The Alameda County Board of Supervisors unanimously voted to move forward with a sale of its half interest in the 155-acre Oakland Coliseum site to the Oakland Athletics ownership for $85 million.
The site includes the Coliseum, Oracle Arena and a slew of parking lots. The sale awaits final approval from the board. The city of Oakland, for now, will retain its half interest, but the A’s are seeking to buy out the city’s share as well and redevelop the site. While the specifics of the development still need to be worked out, the broad strokes of a plan has the A’s tearing down the Coliseum but retaining Oracle Arena as a concert venue, while the team pursues a Howard Terminal ballpark. Left unsaid for the moment: It also gives the A’s a backup site for a new ballpark in case the Howard Terminal plan falls through.
Oakland officials are not against the Athletics redeveloping the site, but controlling half of it gives the A’s ownership some leverage as to the specifics of a development–leverage that Oakland Mayor Libby Schaaf addressed before the county went ahead with the vote. From the San Francisco Chronicle:
A deal with the A’s to sell the Coliseum, Schaaf told the county supervisors, should include community benefits such as union jobs, living wages, environmental mitigation, sustainable development and, most importantly, affordable housing.
“You can’t just take the money and run,” she said to the supervisors.

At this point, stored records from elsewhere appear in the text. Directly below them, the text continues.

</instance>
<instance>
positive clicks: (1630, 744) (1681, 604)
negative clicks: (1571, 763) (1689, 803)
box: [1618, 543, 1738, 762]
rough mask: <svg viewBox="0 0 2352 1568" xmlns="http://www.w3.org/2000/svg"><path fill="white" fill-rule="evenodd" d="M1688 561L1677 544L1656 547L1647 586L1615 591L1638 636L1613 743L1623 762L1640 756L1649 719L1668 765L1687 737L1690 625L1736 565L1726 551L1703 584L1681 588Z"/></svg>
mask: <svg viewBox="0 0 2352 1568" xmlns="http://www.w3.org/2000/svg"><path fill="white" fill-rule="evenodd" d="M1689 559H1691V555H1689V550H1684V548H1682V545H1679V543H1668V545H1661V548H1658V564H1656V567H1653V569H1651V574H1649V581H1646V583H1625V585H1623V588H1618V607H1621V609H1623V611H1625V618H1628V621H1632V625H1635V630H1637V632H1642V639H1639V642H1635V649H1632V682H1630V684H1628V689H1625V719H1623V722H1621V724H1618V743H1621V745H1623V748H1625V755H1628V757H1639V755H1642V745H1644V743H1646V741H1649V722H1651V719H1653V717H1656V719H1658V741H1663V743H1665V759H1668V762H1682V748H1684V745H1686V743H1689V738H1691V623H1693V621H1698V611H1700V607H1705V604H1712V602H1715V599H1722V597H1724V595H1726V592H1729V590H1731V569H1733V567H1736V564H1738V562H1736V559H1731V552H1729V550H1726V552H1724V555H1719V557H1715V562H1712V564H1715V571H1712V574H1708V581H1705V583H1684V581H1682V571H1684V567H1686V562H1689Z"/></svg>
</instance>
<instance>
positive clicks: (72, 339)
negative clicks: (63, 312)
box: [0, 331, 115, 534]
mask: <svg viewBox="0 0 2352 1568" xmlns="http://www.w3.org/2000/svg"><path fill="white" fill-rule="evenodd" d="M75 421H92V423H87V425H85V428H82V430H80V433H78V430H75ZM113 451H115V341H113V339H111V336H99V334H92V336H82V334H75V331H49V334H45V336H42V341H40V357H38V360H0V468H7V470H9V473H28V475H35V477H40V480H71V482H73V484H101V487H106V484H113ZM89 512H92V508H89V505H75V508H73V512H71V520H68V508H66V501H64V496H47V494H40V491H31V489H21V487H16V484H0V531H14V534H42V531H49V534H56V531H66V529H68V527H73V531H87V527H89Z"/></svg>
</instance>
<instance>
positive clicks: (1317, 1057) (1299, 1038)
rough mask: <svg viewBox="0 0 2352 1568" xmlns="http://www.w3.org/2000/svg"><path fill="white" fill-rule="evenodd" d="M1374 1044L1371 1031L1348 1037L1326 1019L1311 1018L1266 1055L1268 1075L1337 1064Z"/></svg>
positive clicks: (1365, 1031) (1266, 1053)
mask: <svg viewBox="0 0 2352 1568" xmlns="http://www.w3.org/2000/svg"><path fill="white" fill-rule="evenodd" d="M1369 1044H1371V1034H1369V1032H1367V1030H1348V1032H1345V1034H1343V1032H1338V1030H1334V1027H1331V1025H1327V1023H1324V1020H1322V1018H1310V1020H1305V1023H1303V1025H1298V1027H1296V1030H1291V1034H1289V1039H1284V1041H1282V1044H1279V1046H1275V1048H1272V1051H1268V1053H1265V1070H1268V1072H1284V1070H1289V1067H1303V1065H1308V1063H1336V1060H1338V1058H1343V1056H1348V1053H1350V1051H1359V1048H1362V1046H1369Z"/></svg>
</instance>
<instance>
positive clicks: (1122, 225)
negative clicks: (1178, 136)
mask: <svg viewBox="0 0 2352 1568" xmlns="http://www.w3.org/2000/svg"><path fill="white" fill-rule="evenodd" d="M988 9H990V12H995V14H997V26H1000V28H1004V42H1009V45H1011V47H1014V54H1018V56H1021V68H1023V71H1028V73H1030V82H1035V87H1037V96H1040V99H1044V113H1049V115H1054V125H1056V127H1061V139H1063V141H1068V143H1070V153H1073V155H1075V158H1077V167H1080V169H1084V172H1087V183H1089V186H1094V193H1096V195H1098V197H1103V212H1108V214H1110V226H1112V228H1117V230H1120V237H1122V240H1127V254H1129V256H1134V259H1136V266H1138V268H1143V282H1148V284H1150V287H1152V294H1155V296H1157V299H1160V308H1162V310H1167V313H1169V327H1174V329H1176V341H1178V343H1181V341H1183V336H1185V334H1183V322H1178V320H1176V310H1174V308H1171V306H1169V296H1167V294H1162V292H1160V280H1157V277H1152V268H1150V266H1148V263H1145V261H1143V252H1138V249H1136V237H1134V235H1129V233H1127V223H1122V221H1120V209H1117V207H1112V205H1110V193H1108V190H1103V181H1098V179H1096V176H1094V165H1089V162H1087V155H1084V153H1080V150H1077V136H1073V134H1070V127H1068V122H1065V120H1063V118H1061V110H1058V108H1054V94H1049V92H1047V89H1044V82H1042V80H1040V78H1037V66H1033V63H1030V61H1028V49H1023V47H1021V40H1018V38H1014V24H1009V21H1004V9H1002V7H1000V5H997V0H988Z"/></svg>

The tentative agreement presented at Tuesday’s board meeting proposes the A’s will pay the county $10 million a year through 2022, and $15 million a year through 2025. It’s the first step toward a binding deal between the county and the A’s….
Oakland A’s President Dave Kaval said the team has an agreement with the city of Oakland to provide many of the benefits Schaaf listed.
Should an agreement with the A’s move forward, Alameda County would use proceeds from the sale to pay off its share of debt from Coliseum renovations that were completed to lure the NFL’s Raiders back from Los Angeles in 1995. (The Raiders are slated to move to Las Vegas in 2020). The A’s had not been the only suitor for the county’s share of the land, as the City of Oakland had explored buying out the county in an effort to improve leverage in negotiations for future redevelopment of the site.